La joven encontró por fin los ojos grises de Kazuto y de pronto se hizo para atrás con horror, el rostro se le había puesto pálido como si hubiera visto un fantasma, sujetó a su protegida contra el pecho — U-usted… ¡Usted! —le gritó, temerosa —¡Espero no le haya hecho nada a Miyuki! ¡Maldito!

Kazuto parpadeó sorprendido, sin duda no se esperaba que lo enfrentara con un reclamo similar; en su lugar creía que merecía un agradecimiento por cuidar de Yui. ¡La niña estuvo fuera de su hogar casi 10 días! ¿Qué acaso no era lo más importante? Además ni siquiera lo conocía como para hablar así.

—¿Cómo se atreve?

—¡Usted secuestró a una indefensa niña!

—¡Por supuesto que no! ¡Rescaté a Yui de ese restaurante donde la abandonaron!

Los ojos de la mujer volvieron a cristalizarse como si recordara con terror todos esos detalles. Abrazó a la pequeña y la llenó de besos —¿Está bien, Miyuki? ¿estos hombres te hicieron algo?

—Rika —se tragó un sollozo, negando con su cabeza —Perdí a Lice en algún momento, de pronto ya no la encontré… me quedé sola y...
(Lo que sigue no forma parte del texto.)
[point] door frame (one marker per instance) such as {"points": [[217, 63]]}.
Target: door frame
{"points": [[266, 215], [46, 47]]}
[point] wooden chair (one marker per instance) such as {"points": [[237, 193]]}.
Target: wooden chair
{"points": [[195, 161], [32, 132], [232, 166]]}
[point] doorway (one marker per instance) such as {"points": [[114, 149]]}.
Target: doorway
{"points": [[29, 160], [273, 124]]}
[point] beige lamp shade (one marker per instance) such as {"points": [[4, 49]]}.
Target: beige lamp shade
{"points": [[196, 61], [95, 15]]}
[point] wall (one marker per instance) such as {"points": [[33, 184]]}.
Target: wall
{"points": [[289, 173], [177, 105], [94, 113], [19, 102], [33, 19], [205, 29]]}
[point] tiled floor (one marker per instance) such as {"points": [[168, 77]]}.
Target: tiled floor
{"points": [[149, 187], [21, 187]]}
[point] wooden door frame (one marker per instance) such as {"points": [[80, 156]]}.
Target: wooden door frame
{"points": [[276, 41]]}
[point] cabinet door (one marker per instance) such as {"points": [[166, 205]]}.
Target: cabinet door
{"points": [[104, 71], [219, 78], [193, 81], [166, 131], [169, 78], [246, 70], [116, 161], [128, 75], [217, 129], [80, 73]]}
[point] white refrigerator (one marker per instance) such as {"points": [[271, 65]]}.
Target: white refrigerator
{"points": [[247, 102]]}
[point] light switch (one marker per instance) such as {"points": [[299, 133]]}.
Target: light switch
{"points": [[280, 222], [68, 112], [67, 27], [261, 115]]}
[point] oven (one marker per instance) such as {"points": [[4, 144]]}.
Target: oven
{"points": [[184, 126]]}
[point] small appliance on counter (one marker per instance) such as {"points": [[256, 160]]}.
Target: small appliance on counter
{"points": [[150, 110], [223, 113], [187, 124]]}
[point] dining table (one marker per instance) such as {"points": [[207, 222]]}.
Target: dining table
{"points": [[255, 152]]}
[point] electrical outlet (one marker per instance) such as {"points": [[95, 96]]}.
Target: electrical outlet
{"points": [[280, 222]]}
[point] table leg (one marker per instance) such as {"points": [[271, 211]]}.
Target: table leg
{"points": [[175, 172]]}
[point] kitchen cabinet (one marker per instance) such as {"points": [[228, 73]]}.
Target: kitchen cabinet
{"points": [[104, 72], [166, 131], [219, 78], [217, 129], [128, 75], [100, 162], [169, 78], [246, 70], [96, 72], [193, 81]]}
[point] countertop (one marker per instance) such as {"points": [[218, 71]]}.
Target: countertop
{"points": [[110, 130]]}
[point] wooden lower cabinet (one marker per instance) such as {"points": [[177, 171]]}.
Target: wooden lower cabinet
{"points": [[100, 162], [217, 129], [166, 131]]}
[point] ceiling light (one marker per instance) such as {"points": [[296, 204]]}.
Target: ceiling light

—Lo sé, cariño. Lo sé… —le secó las mejillas con las manos y miró de modo siniestro al joven de cabello negro que parecía compungido. Su voz se convirtió en un susurro —¿Te hicieron algo? ¿Él trató de dañarte?

—Kazuto fue muy bueno conmigo y Ryo también —le respondió esforzándose en no llorar —Eugeo también me cuidó, aunque él no está aquí ahora…

—Puede comprobarlo por usted misma, milady, la niña ha sido debidamente cuidada —la voz de Kazuto salió firme y retadora. Ryoutarou lo contempló de soslayo, posiblemente porque ese era el tono que solía usar cuando comandaba su nave. La voz firme y directa del capitán del barco—Mi hermano dejó las señas de la niña hace más de siete días en el cuerpo de la policía, ¿por qué le tomó tanto tiempo venir por ella? ¿Acaso no estaba buscándola?

Los dientes de la escucha se ciñeron con tanta rabia, que fue obvio que estaba conteniéndose de no hacer una escena en una casa ajena. Era tanta la furia que mostraba, que el anfitrión pensó por un momento, que le cruzaría el rostro de una bofetada, pero esta contempló a la pequeña y suspiró con cierto alivio —La buscamos por cielo y tierra, milord. Lo cierto era que no queríamos meter a las autoridades… — su respuesta parecía esconder algo —Gracias.

Ese agradecimiento sonó hueco y hasta burlón. Kazuto abrió la boca para responder, cuando Ryoutarou se le adelantó, tenía una sonrisa socarrona plasmada en la boca y haciendo una teatral reverencia, saludó a la bella joven.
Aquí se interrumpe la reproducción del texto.